A parabola is a U-shaped curve that you can represent using a quadratic equation. Quadratic equations like to take the form of \(y = ax^2 + bx + c\). In the simplest case, you encounter the parabola with the equation \(y = x^2\), which opens upwards. The vertex, or the lowest point of this parabola, is at the origin (0, 0).
- **Vertex**: The vertex is the point where the parabola changes direction. In our basic example \(y = x^2\), it is (0, 0).
- **Axis of Symmetry**: The parabola is symmetric along a vertical line known as the axis of symmetry. Here, it is the y-axis or \(x = 0\).
When you sketch a parabola like \(y = x^2\), you can see it bend elegantly upwards, creating a symmetrical, distinctive shape.

Linear equations form straight lines when graphed and have the general form \(y = mx + b\), where \(m\) represents the slope and \(b\) is the y-intercept. For our case, the equation \(y = x + k\) describes a family of lines that all have a slope of 1 and adjust vertically according to the value of \(k\).
- **Slope (m)**: The slope tells us how steep the line is. Here, the slope is 1, indicating that for each unit increase in \(x\), \(y\) increases by the same amount.
- **Y-intercept (b)**: This is the point where the line crosses the y-axis. In \(y = x + k\), the \(k\) value shifts the entire line up or down.
By changing \(k\), you shift the line vertically while maintaining its direction and angle.

An intersection point is where two graphs meet. When analyzing the intersection between a parabola and a line, we try to find common solutions to their equations.
For our quadratic \(y = x^2\) and linear \(y = x + k\) equations, setting them equal reveals potential intersection points: \(x^2 = x + k\).
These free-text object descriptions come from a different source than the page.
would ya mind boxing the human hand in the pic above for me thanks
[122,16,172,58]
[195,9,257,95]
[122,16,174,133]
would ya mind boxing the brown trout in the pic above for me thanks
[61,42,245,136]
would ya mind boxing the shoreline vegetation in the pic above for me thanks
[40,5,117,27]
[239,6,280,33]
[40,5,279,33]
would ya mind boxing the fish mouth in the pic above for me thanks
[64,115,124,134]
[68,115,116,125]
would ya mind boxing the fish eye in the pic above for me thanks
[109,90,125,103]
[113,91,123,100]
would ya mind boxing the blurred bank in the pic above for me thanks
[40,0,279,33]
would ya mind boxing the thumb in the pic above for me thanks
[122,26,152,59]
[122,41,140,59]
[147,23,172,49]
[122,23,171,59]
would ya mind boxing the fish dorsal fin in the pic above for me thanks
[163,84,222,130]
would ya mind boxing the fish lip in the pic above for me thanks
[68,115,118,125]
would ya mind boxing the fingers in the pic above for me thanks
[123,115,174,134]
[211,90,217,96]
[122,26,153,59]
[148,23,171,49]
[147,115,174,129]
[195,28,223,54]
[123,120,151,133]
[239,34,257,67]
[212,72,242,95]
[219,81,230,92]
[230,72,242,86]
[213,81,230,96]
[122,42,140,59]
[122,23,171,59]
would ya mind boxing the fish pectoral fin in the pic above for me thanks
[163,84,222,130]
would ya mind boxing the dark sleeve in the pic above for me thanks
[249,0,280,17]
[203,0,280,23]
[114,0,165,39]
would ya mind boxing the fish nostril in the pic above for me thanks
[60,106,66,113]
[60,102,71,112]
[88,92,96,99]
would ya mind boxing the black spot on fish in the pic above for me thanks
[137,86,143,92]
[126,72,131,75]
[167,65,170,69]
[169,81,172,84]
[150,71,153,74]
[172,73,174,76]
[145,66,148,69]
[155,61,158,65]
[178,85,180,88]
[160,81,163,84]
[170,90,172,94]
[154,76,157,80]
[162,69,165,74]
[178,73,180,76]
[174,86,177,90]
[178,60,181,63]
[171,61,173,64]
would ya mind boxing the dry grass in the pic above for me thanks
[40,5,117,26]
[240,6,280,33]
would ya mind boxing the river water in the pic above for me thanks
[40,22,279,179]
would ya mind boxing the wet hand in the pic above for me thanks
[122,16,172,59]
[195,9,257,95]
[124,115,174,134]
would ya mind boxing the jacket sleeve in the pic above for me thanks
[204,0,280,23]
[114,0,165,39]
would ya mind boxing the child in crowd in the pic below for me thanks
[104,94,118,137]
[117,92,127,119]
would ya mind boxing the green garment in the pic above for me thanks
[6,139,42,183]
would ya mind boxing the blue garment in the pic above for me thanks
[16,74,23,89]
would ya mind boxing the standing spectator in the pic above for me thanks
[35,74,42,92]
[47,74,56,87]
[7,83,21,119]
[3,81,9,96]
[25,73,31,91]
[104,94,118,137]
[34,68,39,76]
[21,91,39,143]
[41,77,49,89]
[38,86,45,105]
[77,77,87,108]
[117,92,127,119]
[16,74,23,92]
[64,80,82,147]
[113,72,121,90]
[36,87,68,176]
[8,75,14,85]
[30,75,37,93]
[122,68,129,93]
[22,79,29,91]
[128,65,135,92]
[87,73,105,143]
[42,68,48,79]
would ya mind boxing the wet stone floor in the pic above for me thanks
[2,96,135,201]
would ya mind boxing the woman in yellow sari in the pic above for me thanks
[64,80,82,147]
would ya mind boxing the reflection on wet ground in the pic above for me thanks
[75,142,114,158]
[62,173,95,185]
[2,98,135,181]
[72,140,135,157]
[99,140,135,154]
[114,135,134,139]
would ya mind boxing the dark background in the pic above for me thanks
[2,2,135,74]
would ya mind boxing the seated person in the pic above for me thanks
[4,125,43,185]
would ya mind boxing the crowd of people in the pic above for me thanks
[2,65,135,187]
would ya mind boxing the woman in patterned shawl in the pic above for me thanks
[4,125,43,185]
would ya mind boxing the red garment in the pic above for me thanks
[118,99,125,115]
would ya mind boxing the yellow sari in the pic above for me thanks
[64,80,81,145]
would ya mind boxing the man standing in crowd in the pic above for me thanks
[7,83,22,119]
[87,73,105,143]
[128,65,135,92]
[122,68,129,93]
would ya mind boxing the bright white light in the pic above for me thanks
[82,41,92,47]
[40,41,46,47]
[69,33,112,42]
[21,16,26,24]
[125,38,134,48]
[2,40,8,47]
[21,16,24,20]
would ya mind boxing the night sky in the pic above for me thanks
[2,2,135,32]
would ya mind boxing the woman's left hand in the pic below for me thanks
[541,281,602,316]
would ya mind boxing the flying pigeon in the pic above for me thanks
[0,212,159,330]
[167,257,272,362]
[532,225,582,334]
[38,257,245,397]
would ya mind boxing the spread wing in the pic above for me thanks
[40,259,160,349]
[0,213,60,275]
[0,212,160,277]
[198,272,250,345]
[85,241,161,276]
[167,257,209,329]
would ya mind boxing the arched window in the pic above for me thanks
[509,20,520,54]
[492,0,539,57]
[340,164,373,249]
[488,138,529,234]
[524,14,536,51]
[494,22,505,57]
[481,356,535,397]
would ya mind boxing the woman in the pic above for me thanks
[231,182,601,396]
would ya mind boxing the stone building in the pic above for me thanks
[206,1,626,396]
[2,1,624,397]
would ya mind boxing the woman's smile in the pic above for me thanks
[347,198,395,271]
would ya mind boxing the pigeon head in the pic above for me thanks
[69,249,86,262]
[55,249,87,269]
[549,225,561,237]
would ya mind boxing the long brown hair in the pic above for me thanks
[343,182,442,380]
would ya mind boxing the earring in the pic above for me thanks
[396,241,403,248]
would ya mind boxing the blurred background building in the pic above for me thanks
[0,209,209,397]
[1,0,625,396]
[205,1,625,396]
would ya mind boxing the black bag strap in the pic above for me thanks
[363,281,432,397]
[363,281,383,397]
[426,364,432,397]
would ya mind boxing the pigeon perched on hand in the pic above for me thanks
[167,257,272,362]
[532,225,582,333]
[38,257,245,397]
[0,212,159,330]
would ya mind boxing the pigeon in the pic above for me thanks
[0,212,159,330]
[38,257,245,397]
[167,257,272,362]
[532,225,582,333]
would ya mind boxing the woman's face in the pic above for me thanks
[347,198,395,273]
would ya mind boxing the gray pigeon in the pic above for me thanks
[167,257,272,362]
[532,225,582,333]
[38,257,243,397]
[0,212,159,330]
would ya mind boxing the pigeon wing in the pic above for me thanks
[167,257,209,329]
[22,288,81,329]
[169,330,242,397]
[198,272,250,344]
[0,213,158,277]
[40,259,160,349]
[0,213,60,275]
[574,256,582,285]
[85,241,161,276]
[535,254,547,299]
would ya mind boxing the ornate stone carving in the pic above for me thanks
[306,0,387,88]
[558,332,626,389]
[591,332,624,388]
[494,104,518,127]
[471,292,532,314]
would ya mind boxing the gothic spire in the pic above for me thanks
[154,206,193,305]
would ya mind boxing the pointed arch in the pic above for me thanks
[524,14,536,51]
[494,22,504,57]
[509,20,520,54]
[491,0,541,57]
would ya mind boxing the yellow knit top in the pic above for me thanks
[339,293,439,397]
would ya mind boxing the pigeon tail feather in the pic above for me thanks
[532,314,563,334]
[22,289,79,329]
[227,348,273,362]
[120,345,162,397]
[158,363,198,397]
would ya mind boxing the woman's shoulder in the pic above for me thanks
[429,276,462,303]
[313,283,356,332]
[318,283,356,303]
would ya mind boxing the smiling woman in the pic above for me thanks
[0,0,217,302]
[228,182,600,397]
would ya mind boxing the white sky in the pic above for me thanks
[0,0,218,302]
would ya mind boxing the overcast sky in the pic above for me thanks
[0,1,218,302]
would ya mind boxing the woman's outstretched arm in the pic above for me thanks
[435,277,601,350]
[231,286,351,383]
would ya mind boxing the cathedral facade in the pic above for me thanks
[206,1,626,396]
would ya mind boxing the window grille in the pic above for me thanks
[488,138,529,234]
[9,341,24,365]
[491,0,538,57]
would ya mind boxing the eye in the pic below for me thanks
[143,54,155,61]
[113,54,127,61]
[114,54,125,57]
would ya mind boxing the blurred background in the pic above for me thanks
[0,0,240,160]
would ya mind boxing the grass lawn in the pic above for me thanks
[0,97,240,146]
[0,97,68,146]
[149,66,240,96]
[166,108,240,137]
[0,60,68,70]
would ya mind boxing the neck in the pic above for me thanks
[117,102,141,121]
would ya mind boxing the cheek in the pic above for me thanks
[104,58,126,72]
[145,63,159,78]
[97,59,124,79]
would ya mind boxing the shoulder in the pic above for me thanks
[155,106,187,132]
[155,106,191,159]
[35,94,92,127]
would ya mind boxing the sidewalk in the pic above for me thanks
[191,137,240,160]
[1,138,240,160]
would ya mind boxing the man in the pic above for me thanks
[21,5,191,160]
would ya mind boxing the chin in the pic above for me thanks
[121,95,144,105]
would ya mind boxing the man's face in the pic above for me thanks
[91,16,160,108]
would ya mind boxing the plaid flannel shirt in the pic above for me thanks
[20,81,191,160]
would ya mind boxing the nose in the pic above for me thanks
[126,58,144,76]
Solving this equation determines the \(x\) values where both functions have the same \(y\).
- **Two Intersection Points**: This happens when the line crosses the parabola, which usually gives you two distinct \(x\) values.
- **One Intersection Point**: Occurs when the line is tangent to the parabola, touching it in exactly one spot.
- **No Intersection Points**: Means that the line does not touch or cross the parabola at all.
The nature of solutions depends on the geometry and alignment of these two functions.

The discriminant helps determine the nature of the roots of a quadratic equation. It is part of the quadratic formula \( ax^2 + bx + c = 0 \) and is given by \(b^2 - 4ac\).
In the context of our function \(x^2 = x + k\), rearranging gives \(x^2 - x - k = 0\). Here, the discriminant is \(1 + 4k\), derived from \((-1)^2 - 4(1)(-k)\).
- **Positive Discriminant**: \(1 + 4k > 0\) implies two distinct real solutions, meaning two intersection points.
- **Zero Discriminant**: \(1 + 4k = 0\) implies exactly one real solution, creating a tangent point. Solving this gives \(k = -\frac{1}{4}\).
- **Negative Discriminant**: \(1 + 4k < 0\) results in no real solution, meaning no intersection.
This mathematical tool is crucial for predicting how a line will interact with a parabola graphically.